Over the past few years, we were called in to assist clients with poor performance of their site. Many of these were using Pressflow, because it is "faster" and "more scalable" than Drupal 6.x.

However, some of these clients hurt their site's performance by using Pressflow, rather than plain Drupal, often because they misconfigured or misused it in some way or another.

Setting cache to "external" without having a caching reverse proxy

We saw a couple of cases where clients would set the cache to "External" in admin/settings/performance, but they are not running a reverse proxy cache tier, such as Varnish or Squid.

What happens here is that Pressflow will not cache pages for anonymous users, and just issue the appropriate cache HTTP headers, assuming that a caching reverse proxy, e.g. Varnish, will cache them.

Performance of the site will suffer, since it will be hit by search engine crawlers.

The solution is simple: either configure a reverse proxy, or set caching to "normal".

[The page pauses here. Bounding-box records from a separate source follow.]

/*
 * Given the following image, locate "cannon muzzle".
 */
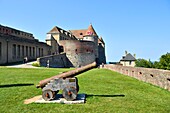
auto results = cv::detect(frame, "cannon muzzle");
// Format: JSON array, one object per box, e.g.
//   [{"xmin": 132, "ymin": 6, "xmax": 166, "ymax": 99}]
[{"xmin": 36, "ymin": 62, "xmax": 96, "ymax": 88}]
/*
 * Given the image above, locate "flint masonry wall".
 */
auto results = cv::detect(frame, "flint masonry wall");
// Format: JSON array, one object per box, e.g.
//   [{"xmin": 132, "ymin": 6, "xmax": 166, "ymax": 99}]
[
  {"xmin": 60, "ymin": 40, "xmax": 96, "ymax": 67},
  {"xmin": 103, "ymin": 64, "xmax": 170, "ymax": 91},
  {"xmin": 37, "ymin": 53, "xmax": 69, "ymax": 68}
]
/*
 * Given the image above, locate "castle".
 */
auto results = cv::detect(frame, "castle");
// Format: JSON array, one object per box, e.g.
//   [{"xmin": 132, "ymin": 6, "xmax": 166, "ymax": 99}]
[{"xmin": 0, "ymin": 24, "xmax": 106, "ymax": 67}]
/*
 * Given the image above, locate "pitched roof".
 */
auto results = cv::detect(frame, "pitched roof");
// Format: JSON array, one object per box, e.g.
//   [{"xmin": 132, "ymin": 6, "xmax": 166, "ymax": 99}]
[
  {"xmin": 69, "ymin": 29, "xmax": 87, "ymax": 38},
  {"xmin": 98, "ymin": 37, "xmax": 105, "ymax": 44},
  {"xmin": 48, "ymin": 26, "xmax": 61, "ymax": 33},
  {"xmin": 69, "ymin": 24, "xmax": 97, "ymax": 39},
  {"xmin": 86, "ymin": 24, "xmax": 97, "ymax": 36},
  {"xmin": 120, "ymin": 53, "xmax": 136, "ymax": 61}
]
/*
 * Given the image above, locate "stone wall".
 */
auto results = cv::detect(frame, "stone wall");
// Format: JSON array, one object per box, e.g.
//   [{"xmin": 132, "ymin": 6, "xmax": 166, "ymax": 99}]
[
  {"xmin": 101, "ymin": 64, "xmax": 170, "ymax": 91},
  {"xmin": 60, "ymin": 40, "xmax": 96, "ymax": 67},
  {"xmin": 37, "ymin": 53, "xmax": 70, "ymax": 68}
]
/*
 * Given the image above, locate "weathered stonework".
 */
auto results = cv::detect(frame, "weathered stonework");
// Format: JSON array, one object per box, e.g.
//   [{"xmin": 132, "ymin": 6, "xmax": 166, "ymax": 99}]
[
  {"xmin": 37, "ymin": 53, "xmax": 69, "ymax": 68},
  {"xmin": 101, "ymin": 64, "xmax": 170, "ymax": 91}
]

Setting Page Cache Maximum Age too low

In admin/settings/performance, there is a configuration parameter called "Page cache maximum age" (in Pressflow, which is called "Expiration of cached pages" in Drupal 7.x). This value should not be left set to "none", because that means items will not be left in the cache for sufficient time for them to be served for subsequent users. Setting it too low (e.g. 1 minute) has the same effect too.

Do set this parameter to the highest time possible if you have an external cache like Varnish or Squid.

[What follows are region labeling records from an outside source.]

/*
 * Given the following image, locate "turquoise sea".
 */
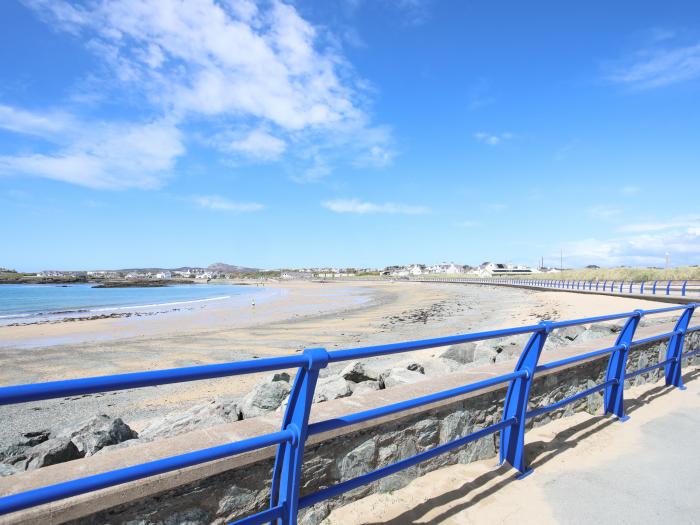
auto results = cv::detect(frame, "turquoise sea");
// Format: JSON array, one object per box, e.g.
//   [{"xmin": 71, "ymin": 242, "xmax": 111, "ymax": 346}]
[{"xmin": 0, "ymin": 284, "xmax": 264, "ymax": 324}]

Enabling modules that create anonymous sessions

Both Pressflow 6.x and Drupal 7.x disable page caching for anonymous users if a session is present.

This means that if you have a module that sets a cookie, caching will be disabled, because a cookie needs a session to store it.

This means that code like this will disable page caching for anonymous users:

  $_SESSION['foo'] = 'bar';

The Pressflow Wiki started an effort to list such modules here: Modules that break Pressflow 6.x caching and how to fix them and here: Code that sets cookie or session, but with so many modules being written, it is virtually impossible to have a complete list.

Also, novice Drupal developers will not know this, and write modules that use cookies, and therefore prevent page caching for anonymous users.

We have seen such cases from such developers where a site that was perfectly working previously is rendered fragile an unstable via one line of code!

Not that this fault applies to Pressflow 6.x, and to Drupal 7.x as well.

If you are using the former, then you can solve the problem temporarily by switching to Drupal core 6.x instead of Pressflow 6.x. Drupal code 6.x does not mind cookies for anonymous users.

Using Varnish with hook_boot() or hook_exit() modules

When using an external cache, like Varnish, all anonymous requests do not hit Drupal at all. They are served from Varnish.

So if you have modules that implement hook_boot() or hook_exit(), then the code that is there will not be triggered at all. If you rely on it for some functionality, then it will be hit only the first time the page is accessed.

For example, the core statistics module hook_exit() increments the view count for the node. If you enable this module with this functionality, then these figures will be far lower than the real numbers, and you are better of disabling this module rather than having inaccurate numbers.